I worked in a downtown Dallas office building in those days. My 7th floor office window, on a clear day, commanded a look of the flat, indistinctive North Texas landscape that was so broad and distant that one could almost make out where the Earth's surface made its subtle curve toward the other side of the planet. However, on most days the smog and ozone cleared only enough to reveal the lower parking levels of a nearby office building. So instead of marveling at natural wonders, a few of the IT people I shared the floor with would occasionally entertain ourselves by trying to identify which airline's planes from the multiple airports nearby were the ones rattling our windows at any given moment.
I came into the office a little earlier than normal that Tuesday morning, still a bit hung over from the previous week's annual sand, surf and suds vacation with friends, and logged into my computer. That's where I first saw the bulletin about a plane striking one of the Twin Towers.

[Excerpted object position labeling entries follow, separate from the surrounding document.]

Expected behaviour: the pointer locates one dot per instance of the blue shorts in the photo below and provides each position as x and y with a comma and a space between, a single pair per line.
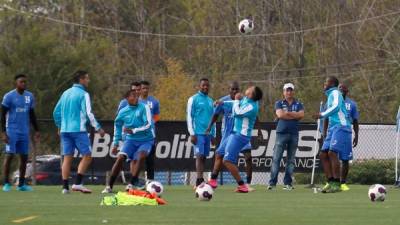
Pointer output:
17, 143
132, 148
203, 145
338, 140
222, 146
234, 145
76, 140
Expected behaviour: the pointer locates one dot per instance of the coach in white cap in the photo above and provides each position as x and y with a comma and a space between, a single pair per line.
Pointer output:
289, 111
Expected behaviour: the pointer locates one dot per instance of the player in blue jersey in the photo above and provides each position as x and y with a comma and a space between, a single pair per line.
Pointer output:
224, 107
338, 139
199, 112
154, 106
17, 113
245, 111
136, 121
347, 155
71, 115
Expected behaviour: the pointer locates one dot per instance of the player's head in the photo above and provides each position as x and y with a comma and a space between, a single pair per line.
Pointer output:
204, 85
20, 82
254, 93
81, 77
132, 97
234, 89
288, 90
145, 88
343, 88
136, 86
331, 82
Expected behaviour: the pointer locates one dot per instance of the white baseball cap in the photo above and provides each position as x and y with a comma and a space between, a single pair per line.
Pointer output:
288, 85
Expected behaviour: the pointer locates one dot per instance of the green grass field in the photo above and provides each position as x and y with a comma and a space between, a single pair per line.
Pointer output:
301, 206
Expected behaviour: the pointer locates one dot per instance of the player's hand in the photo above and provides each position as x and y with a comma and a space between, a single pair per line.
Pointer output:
213, 141
37, 136
128, 130
238, 96
355, 141
193, 139
316, 116
101, 132
114, 150
4, 137
217, 103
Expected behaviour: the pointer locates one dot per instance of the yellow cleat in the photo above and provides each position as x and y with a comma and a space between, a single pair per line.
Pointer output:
344, 187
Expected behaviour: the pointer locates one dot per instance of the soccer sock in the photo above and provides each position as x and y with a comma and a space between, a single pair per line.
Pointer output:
112, 181
21, 181
248, 179
134, 181
214, 176
65, 184
79, 178
199, 181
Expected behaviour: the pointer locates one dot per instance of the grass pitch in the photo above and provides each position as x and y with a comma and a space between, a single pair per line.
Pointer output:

Three flights up in the building's employee lounge, people lined the walls, mouths agape at the three TVs suspended from the ceiling around the room. Only the newscasters' shocked voices rattled the windows that morning.

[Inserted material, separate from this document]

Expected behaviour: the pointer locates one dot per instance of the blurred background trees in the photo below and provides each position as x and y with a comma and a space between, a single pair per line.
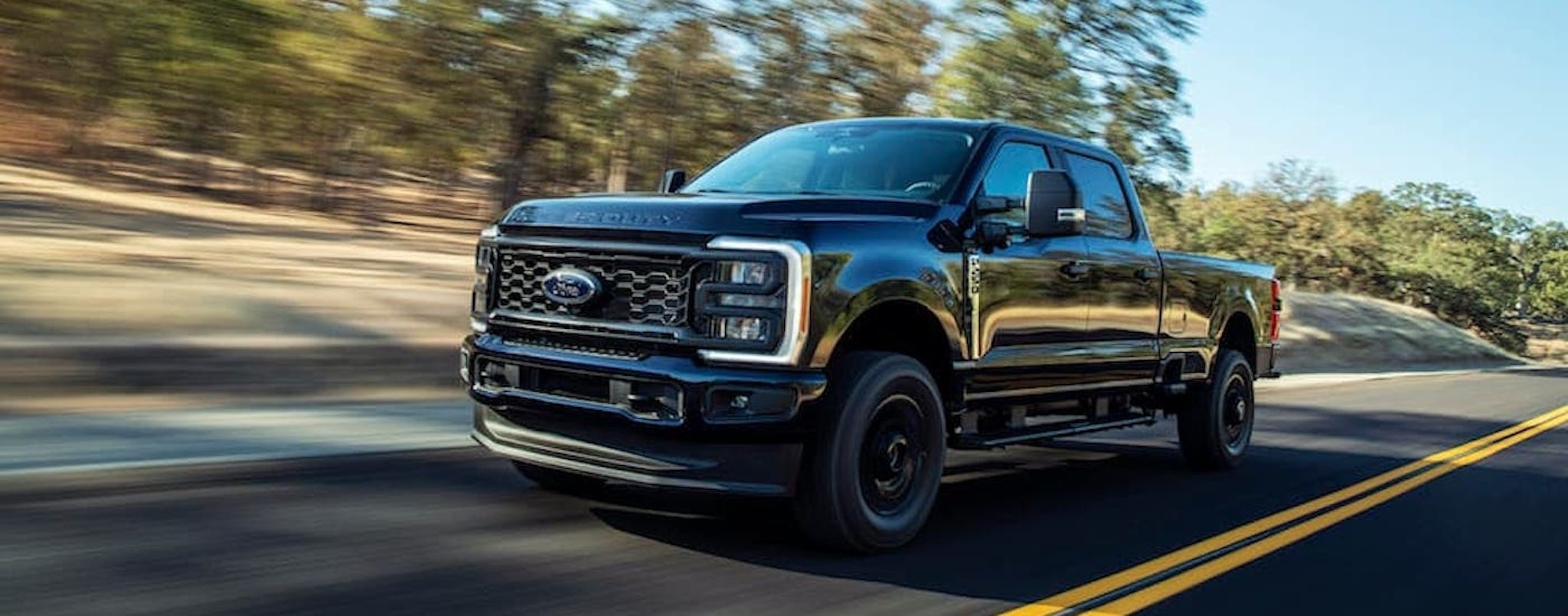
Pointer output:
521, 98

At some point later in the day, I called my parents back in Connecticut. My mom answered and she was panicked -- well, she was always panicked about something but today it was greater than usual. People were going down to the shoreline in town to look across the Long Island Sound as smoke engulfed the skies over Manhattan, she said. Fighter jets were regularly buzzing over our backyard, the same yard in which I had won a million World Series games and Super Bowls in my youth.
"It's like the world is coming to an end," she said.
Nothing else from that day is too clear for me. I'm guessing I picked up my 1-year-old daughter early from daycare that afternoon. I probably held her extra close that night. I don't remember any of the conversations my wife and I had about what had happened other than we both admitted, for once, to being happy to be living in the bland suburbs of Dallas rather than in the bewildered, frightened and dangerous Northeast.
At one point, though, I do remember walking into our postage stamp of a backyard. Given the lack of trees in our newly minted neighborhood, it offered a panoramic view of nothing but the vast Texas sky. That sky, like the one downtown, was usually dotted dotted with planes coming and going from DFW Airport, Love Field, Red Bird and the several smaller airfields that populated the surrounding miles not filled with concrete strip malls, tract housing and cattle fields.
That day, though, I saw nothing. Just the occasional wisp of a cloud. The sky, for probably the first time in my life, seemed deathly still and silent for endless spaces of time. It was equally eerie and beautiful.
Every September 11th since, I take a moment to look toward that sky -- no matter what town or city I'm in -- close my eyes and try to shut out the everyday sounds as I think about that strange sort of calm again.